It's my general practice to write nothing useful here at Writing Boots, lest readers feel guilty for getting something for nothing, and start resenting me for making them feel that way. So any constructive effects of my criticism are strictly accidental.
But goddamn, journalists do need how to learn how to use quotations in news stories.
They run quotes that are three paragraphs long. Riddle me this, scribe-o: What are the chances that your blathering source just spewed exactly the 350 consecutive words that advance your story most efficiently? Brother, can you paraphrase?
They open stories with quotations, on the theory that the utterance is so inherently arresting, even out of context, that the reader will be mesmerized into reading on indefinitely. My first boss Mark Ragan told me it was fine with him I started a story with the quote—as long the quote was, "Okay, okay—I killed her!" Anything short of that, and I'd better arrange the stage before bringing on the actors.
They create quotes that "don't need to be quotes." Let's remember the two reasons why quotes were invented in the first place:
1. In an important news story, you use quotes to make it clear that the VIP subject actually said the significant or astonishing thing. Nixon said, "I am not a crook," which is stronger than a reporter writing, "Nixon indicated he was not a criminal."
2. In a feature story, you use quotes to add a dash of sound that gives a sense of the subject's personality or mood. Yet, see how a local CBS station writes up a story about a restaurant that's closing. "Jeff Richey says he used to take his two daughters to Ed's when they were younger. He says he has 'fond memories' of the place. He was hoping to be able to buy something at the auction to 'remember it by.'"
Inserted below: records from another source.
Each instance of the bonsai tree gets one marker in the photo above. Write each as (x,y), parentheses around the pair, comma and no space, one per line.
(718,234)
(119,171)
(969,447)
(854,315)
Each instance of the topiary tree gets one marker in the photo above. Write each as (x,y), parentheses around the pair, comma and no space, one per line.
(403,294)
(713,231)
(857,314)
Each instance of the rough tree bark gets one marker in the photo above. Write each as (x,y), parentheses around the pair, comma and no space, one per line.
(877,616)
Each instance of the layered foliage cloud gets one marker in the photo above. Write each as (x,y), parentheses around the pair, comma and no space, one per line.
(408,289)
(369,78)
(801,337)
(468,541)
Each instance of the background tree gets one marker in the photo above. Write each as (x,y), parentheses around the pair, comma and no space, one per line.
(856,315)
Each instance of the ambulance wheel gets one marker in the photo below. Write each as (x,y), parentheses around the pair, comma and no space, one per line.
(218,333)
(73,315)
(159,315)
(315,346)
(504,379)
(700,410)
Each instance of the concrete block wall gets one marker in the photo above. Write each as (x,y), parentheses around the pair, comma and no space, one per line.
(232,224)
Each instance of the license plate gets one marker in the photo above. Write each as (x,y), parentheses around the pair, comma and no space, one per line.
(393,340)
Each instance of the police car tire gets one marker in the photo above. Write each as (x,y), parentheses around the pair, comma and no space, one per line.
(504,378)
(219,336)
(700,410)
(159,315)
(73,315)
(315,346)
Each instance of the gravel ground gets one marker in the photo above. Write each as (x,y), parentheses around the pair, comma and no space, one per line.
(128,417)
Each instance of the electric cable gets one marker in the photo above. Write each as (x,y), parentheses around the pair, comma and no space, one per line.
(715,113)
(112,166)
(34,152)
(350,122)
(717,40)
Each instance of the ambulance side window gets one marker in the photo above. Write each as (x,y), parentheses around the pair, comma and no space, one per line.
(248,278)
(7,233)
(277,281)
If your source can't give you more colorful quotes than that, find a better source. And if you can't find a better source then Christ almighty, find a better story.
Quotes are mood altering substances, on the moderate use of which noted journalist Hunter S. Thompson had the last word:
“We had two bags of grass, seventy-five pellets of mescaline, five sheets of high powered blotter acid, a salt shaker half full of cocaine, and a whole galaxy of multi-colored uppers, downers, screamers, laughers… and also a quart of tequila, a quart of rum, a case of Budweiser, a pint of raw ether and two dozen amyls.
Not that we needed all that for the trip, but once you get locked into a serious drug collection, the tendency is to push it as far as you can.”
Let's get a hold of ourselves.
Kristen says
Love this! Had to tweet it.
Jeff Herrington says
In my writing workshops, I do an entire set on quotes. What has boggled my mind over time is how increasingly attendees, confronted with a really bad and vapid quote, will say, “If the CEO said it, then I’d use it.”
Whaaat? More important, 15 years ago, no one EVER replied that way. Seems now we run a quote from the CEO, no matter how inane or foggy it is.
I now clutch one of those little stress balls during my workshop, although responses like that increase the chance I will throw it at the speaker’s head.
David Murray says
Jeff, that’s because communicators used to be ex-journalists who saw the Stated Corporate Strategy and the Holy Bible as two separate documents. Now they’re all, “I know it’s boring. But who am I to paraphrase Moses?”